Tijdens de op de aanhouding volgende insluiting van de verdachte hebben de verbalisanten in de, aan de verdachte toebehorende, schoudertas een hoeveelheid van 528,50 gram heroïne aangetroffen
Na insluiting bleek dat het voormelde aanhoudingsverzoek reeds vóór de aanhouding van verdachte vervallen was, maar dat was nagelaten de signalering in te trekken.
Het bezit van de hierboven bedoelde heroïne wordt verdachte thans ten laste gelegd.
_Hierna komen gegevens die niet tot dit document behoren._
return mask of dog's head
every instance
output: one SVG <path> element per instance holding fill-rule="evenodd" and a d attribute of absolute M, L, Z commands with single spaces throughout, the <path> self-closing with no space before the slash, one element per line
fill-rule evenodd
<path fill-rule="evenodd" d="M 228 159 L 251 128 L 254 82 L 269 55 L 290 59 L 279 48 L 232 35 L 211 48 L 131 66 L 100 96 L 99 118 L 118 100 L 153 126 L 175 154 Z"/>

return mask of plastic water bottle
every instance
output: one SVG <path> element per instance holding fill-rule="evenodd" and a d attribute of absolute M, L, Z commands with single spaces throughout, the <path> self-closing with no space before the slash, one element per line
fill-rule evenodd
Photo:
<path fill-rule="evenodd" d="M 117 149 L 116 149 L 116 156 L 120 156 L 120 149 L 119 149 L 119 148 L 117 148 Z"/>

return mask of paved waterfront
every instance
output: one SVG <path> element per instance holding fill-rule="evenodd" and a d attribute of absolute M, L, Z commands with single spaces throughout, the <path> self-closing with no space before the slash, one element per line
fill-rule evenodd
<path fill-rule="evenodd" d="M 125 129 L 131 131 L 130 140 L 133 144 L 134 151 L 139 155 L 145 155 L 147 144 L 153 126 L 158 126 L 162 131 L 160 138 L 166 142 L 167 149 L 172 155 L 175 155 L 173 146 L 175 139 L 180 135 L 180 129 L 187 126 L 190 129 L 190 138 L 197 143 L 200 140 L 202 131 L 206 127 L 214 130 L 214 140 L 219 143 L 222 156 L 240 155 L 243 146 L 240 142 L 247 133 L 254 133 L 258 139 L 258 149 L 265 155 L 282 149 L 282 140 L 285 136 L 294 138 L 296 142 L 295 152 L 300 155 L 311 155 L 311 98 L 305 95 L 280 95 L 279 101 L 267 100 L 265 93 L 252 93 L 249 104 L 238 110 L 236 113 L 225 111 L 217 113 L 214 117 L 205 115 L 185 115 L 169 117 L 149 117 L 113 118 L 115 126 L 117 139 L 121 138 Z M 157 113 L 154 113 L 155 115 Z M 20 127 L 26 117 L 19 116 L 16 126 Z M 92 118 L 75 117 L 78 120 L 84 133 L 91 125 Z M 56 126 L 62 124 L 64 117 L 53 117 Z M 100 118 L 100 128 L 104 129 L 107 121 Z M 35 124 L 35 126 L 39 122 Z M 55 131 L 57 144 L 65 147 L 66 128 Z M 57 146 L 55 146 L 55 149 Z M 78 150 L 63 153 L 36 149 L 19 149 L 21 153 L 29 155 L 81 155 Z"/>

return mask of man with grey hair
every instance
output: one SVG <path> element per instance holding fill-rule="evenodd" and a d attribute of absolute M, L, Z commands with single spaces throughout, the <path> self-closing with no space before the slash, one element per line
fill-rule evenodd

Omdat vast staat dat het bevel tot aanhouding van verdachte al vóór zijn aanhouding was komen te vervallen, was er naar het oordeel van het hof geen bevoegdheid om op grond van dat bevel tot aanhouding over te gaan. Het feit dat verdachte op het moment van de feitelijke aanhouding door een onvoldoende administratieve verwerking nog wel gesignaleerd stond, doet hieraan niets af, terwijl feiten en/of omstandigheden op basis waarvan de verbalisanten anderszins tot aanhouding konden overgaan niet zijn gesteld en ook overigens niet gebleken.
Gelet op het bovenstaande is het hof van oordeel dat de aanhouding van verdachte onrechtmatig is geweest.
Vervolgens komt de vraag aan de orde of en zo ja, welk rechtsgevolg aan de onrechtmatige aanhouding verbonden moet worden.
Ter beantwoording van die vraag acht het hof de volgende omstandigheden van belang:
a. de geschonden norm - geen vrijheidsbeneming zonder rechtsgrond - strekt er toe om het geschonden belang - vrijheidsbeneming - te beschermen ;
b. de ernst van het verzuim is ernstig, omdat tot vrijheidsbeneming is over gegaan, zonder rechtsgrond;
c. de ernst van het verzuim is eveneens ernstig, omdat de mate van verwijtbaarheid van de politie-organisatie groot is: de aanhoudende verbalisanten kregen een onjuiste melding door, omdat het feit dat het bevel tot aanhouding buiten heterdaad niet op tijd administratief verwerkt was, terwijl dat eenvoudig en snel kan. (Het hof hecht eraan op te merken dat de aanhoudende verbalisanten geen verwijt treft, omdat zij op de juistheid van de melding moeten en mochten vertrouwen);
d. het nadeel dat verdachte berokkend wordt door de onrechtmatige aanhouding is groot, omdat al het belastend materiaal jegens hem daaruit is voortgevloeid, zodat hij in hoge mate daadwerkelijk in zijn verdediging is geschaad.
Gezien het bovenstaande acht het hof bewijsuitsluiting de enig passende sanctie.
Omdat naast het in bovenbedoelde zin aangetroffen bewijs bestaande uit, kort gezegd, het aantreffen van heroïne in een tas en de verklaring van verdachte dat die tas van hem is, geen andere bewijsmiddelen zijn aangetroffen zal het hof verdachte vrijspreken van het hem tenlastegelegde feit.
BESLISSING
Het hof:
Vernietigt het vonnis, waarvan beroep, en doet opnieuw recht.
Verklaart niet bewezen, dat verdachte het ten laste gelegde heeft begaan en spreekt hem daarvan vrij.
Aldus gewezen door
mr. A.R.O. Mooy, voorzitter,
mrs. C.H.W.M. Sterk en J.W. de Ruijter,
in tegenwoordigheid van mr. C.P.J. Scheele, griffier,
en op 11 oktober 2006 ter openbare terechtzitting uitgesproken.